Monarch Community Bancorp Inc. has a market cap of $2.21 million; its shares were traded at around $1.08 with and P/S ratio of 0.11.

Highlight of Business Operations:

The allowance for loan losses was $9.8 million at June 30, 2010 representing 4.79% of total loans, compared to $5.8 million at December 31, 2009, or 2.62% of total loans and $5.5 million at June 30, 2009 or 2.35% of total loans. The increase of $4.0 million during the six months ended June 30, 2010 was necessitated by the increases in net charge offs and nonperforming assets which are directly related to the continued overall weakness in the Michigan economy. Net charge offs totaled $4.9 million compared to $1.3 million for the same period a year ago. Net charge offs year to date consisted of 26% construction loans, 44% one to four family residential mortgages, 26% commercial real estate, and the remaining 4% included consumer, commercial and industrial and home equity lines of credit. The allowance for loan losses to non-performing loans ratio was 41.4% at June 30, 2010 compared to 37.14% at December 31, 2009 and 69.6% at June 30, 2009. See Provision for Loan Losses below for further explanation regarding charge-offs and non-performing loans. The current level of the allowance for loan losses is the result of managements assessment of the risks within the portfolio based on the information revealed in credit monitoring processes.

Total deposits decreased $11.9 million, or 5.6%, from $213.4 million at December 31, 2009 to $201.5 million at June 30, 2010. The decline in deposits included decreases of $9.7 million in money market deposits, $4.9 million in brokered certificates of deposits and $3.5 million in local certificates of deposit. The Bank continues to be committed to increasing its core deposit balances during 2010 and saw increases in demand deposits of $1.4 million and in interest bearing checking and savings accounts of $4.8 million.

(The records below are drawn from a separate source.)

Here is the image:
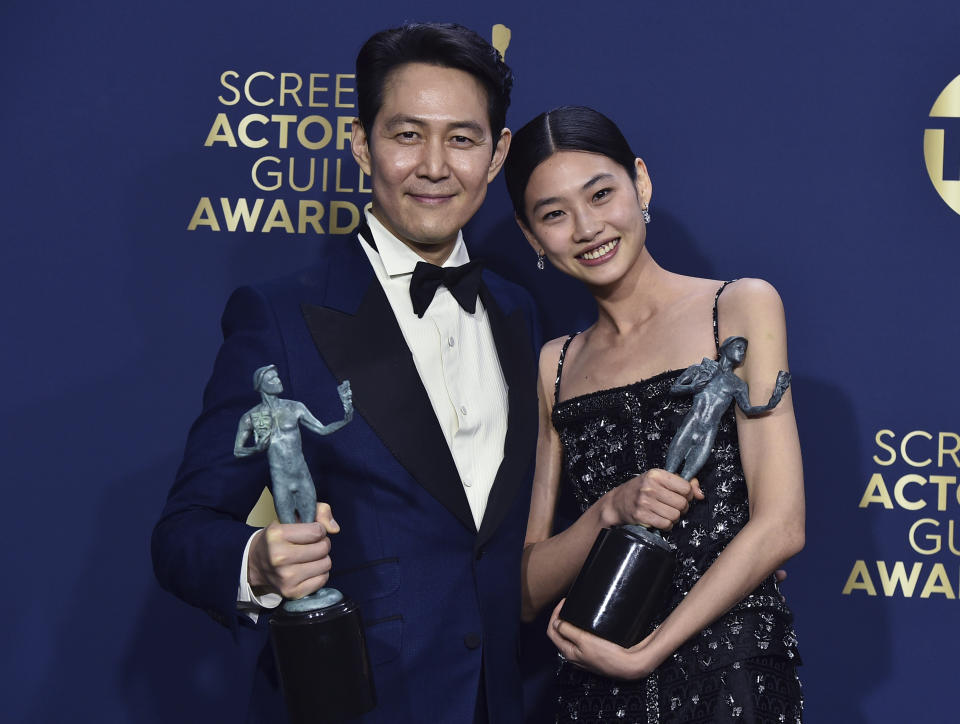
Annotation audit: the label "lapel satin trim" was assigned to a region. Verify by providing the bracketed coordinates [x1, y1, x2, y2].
[301, 268, 477, 533]
[475, 284, 538, 548]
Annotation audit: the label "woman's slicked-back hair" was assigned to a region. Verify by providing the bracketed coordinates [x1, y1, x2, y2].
[503, 106, 637, 227]
[356, 23, 513, 141]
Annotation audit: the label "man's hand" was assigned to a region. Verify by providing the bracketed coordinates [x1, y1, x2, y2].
[247, 503, 340, 598]
[603, 469, 703, 530]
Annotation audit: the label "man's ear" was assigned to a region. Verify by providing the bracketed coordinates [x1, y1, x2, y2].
[487, 128, 513, 183]
[350, 118, 372, 176]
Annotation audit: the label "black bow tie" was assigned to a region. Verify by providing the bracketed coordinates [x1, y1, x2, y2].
[410, 261, 483, 318]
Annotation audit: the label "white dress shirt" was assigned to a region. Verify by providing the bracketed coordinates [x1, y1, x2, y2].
[237, 210, 508, 620]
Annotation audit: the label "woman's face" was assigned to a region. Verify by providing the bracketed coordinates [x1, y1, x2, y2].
[521, 151, 651, 286]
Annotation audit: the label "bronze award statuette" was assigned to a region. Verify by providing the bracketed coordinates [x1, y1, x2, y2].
[233, 365, 377, 724]
[559, 337, 790, 648]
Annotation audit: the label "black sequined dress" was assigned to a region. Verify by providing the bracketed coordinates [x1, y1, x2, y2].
[553, 284, 802, 724]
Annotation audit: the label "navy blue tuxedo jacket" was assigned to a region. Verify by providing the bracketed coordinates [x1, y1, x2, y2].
[153, 233, 539, 724]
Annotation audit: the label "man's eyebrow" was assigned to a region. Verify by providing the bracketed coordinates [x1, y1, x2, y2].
[383, 115, 485, 136]
[383, 116, 425, 129]
[531, 173, 613, 211]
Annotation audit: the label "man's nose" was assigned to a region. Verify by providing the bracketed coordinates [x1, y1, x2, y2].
[417, 138, 450, 181]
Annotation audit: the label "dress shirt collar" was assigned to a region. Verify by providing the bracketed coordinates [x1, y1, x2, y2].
[364, 209, 470, 278]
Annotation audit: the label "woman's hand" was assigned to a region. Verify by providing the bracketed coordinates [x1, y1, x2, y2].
[547, 599, 669, 679]
[601, 469, 703, 530]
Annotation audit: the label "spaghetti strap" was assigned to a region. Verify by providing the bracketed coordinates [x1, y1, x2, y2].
[553, 332, 580, 406]
[708, 279, 737, 354]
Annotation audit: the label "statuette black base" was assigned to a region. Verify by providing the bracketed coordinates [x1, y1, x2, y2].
[270, 598, 377, 724]
[559, 526, 676, 647]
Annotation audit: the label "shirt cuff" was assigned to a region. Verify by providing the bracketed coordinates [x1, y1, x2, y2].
[237, 528, 283, 623]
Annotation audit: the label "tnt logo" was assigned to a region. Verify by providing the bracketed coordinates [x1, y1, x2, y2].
[923, 75, 960, 214]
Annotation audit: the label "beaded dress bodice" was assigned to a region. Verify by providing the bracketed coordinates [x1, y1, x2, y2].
[552, 282, 797, 671]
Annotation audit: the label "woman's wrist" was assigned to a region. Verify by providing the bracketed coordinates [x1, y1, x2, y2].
[597, 488, 622, 528]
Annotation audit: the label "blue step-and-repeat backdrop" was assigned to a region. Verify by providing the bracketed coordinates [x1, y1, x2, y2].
[0, 0, 960, 724]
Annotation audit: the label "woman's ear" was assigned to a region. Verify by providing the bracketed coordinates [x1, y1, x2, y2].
[633, 158, 653, 204]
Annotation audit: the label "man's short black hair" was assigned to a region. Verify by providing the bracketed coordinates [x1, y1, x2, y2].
[356, 23, 513, 140]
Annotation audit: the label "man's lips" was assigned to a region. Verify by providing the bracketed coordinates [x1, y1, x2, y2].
[407, 192, 456, 204]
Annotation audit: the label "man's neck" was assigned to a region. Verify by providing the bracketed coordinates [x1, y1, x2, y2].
[370, 207, 459, 266]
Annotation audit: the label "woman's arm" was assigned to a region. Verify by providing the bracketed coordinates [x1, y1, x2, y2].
[549, 279, 805, 678]
[521, 338, 702, 621]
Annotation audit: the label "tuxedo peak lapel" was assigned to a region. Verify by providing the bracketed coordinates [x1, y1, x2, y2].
[301, 241, 476, 532]
[476, 282, 538, 547]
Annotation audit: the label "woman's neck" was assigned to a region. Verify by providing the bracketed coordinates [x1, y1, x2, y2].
[590, 248, 676, 335]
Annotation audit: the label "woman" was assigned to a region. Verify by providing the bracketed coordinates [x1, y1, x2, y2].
[506, 108, 804, 722]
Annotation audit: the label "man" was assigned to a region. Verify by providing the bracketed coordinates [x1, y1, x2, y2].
[153, 25, 538, 724]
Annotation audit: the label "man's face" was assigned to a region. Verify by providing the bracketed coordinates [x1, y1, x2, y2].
[352, 63, 510, 263]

Total equity was $15.1 million at June 30, 2010 compared to $23.2 million at December 31, 2009. This represents 5.7% and 8.2% of total assets at June 30, 2010 and December 31, 2009, respectively. Decreases in equity for the six months ended June 30, 2010 included a net loss of $8.1 million and $170,000 in accrued dividend payments on the Preferred Stock. The annual 5% dividend on the Preferred Stock together with the amortization of the discount will reduce net income (or increase the net loss) applicable to common stock by approximately $350,000 annually. Effective February 2010, the Corporation deferred regularly scheduled dividend payments on the $6.7 million in principal outstanding on its Series A fixed rate, cumulative perpetual preferred stock (aggregate liquidation preference of $6.8 million) which was issued to the U.S. Treasury in February 2009.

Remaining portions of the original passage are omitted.